Considerações brejeiras

Eu cresci em uma região cercada de valões, por onde escorriam o esgoto da cidade, e brejos, que não deviam em nada á esses valões.

Por isso firmou-se na minha cabeça um certo fascínio e medo das águas escuras.

Por um lado as conhecia muito bem, principalmente sua fauna: as preás, capivaras, jacarés, lagartos, cobras, mosquitos, mutucas, garças, mussuns e até cabras de vez em quando. Por outro lado, elas inspiravam um ar de mistério. O valão ao céu aberto era negro como o breu da noite. Ficava pensando o que levaria a água ficar tão escura. O brejo possuía uma vegetação que encobria muito bem suas águas, como as taboas, a cana e a cananarana (uma planta de folha muito fina e pontiaguda, lembra um capim gigante). E qualquer agitação na vegetação poderia indicar desde um pequeno peixe pulando até as ondulações de uma sucuri na água.

É curioso como convivemos com essas coisas. Meu professor de ciências dizia que de brejos nasceram a vida (ele era evolucionista). Desde então passei a olhar o valão e o brejo com mais interesse. Será que eu presenciaria o nascimento da vida? Sentava no alto de uma árvore (quando havia alguma) e espiava. Afinal, ser o berço da vida não é pouca coisa! Eu tinha que ter certeza disso.

Em uma época mais conturbada ouvi falar que os bandidos da região jogavam os corpos de suas vítimas nos valões ou nos brejos. Meu olhar mudou mais uma vez. Meu maior medo agora era achar algum corpo ou pelo menos o pedaço de um. Além disso, aqueles filmes sobre jacarés jogados no esgoto que ficam gigantes se alimentado de corpos de pessoas nutria minha imaginação e muito!

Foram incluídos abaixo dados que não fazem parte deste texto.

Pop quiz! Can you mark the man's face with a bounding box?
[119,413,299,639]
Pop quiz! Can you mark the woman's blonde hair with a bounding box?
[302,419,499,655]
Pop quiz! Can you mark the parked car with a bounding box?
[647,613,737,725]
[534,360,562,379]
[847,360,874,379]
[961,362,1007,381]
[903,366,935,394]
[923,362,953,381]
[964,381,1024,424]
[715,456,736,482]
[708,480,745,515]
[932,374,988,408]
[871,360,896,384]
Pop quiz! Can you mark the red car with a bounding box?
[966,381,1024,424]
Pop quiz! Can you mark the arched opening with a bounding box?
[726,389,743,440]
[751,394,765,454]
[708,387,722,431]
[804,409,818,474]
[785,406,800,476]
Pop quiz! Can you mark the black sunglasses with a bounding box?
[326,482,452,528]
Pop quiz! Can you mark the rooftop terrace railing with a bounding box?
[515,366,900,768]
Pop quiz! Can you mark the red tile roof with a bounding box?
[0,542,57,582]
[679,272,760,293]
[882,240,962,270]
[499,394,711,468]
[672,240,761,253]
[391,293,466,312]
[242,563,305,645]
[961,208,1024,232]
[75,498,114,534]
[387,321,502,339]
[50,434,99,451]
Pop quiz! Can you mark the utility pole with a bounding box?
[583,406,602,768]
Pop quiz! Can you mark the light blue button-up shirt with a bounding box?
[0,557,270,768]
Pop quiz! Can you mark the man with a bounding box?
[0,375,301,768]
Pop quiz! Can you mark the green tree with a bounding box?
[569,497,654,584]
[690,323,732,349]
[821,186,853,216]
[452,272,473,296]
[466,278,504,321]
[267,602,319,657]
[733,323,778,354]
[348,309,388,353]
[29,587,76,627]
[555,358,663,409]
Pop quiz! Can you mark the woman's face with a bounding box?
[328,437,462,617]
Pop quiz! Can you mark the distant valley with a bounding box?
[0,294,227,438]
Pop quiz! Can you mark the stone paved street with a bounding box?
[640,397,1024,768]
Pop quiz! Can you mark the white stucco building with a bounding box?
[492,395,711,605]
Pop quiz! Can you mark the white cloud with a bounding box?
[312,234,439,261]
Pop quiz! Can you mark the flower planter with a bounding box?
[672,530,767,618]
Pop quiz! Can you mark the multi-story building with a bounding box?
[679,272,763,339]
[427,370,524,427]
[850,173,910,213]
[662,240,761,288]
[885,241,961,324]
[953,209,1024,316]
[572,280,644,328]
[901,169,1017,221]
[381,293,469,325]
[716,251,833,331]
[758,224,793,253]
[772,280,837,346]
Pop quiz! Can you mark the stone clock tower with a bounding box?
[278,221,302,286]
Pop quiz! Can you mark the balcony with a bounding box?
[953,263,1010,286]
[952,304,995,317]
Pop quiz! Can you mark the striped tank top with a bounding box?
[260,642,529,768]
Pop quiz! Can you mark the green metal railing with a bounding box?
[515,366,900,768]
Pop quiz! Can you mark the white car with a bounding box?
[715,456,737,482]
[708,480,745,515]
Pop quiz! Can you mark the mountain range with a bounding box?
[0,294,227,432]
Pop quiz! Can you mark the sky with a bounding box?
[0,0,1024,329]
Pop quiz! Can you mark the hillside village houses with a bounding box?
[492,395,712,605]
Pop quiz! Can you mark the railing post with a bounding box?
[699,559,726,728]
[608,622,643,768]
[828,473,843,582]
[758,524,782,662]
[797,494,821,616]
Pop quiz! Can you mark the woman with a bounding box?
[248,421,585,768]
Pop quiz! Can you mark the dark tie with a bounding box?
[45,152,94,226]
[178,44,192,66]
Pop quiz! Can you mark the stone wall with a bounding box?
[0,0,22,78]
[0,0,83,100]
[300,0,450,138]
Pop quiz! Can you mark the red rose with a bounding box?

Hoje na cidade em que morei ainda existem valões, piores que os do meu tempo. E ainda existem brejos, embora sejam muito menores e com menos vida que antes. E meu olhar mudou. Dessa vez, eles representam para mim um tempo que passou (minha infância) e uma situação que não passou (as condições precárias de vida da população que vive ali). Os brejos, coitados, não tem culpa: sempre estiveram ali, nós que invadimos. Os valões são fruto de nossa ocupação desordenada. Apenas poluem mais o que restou da natureza. Como maldição nos empesteam de fedor e doenças, e com as chuvas, com enchentes. Os animais e as plantas que viviam nos brejos estão sumindo e as pessoas que moram ali perto ou perto de valões moram muito mau. É uma situação que é ruim para os dois lados. E as soluções dadas não são realmente soluções.

Se antes eu via estes espaços onde passei boa parte da minha infância com fascínio e medo, hoje vejo principalmente com preocupação. Pouco importa o que existe debaixo daquelas águas, o que importa é que a coisa não está boa nem fora nem dentro delas.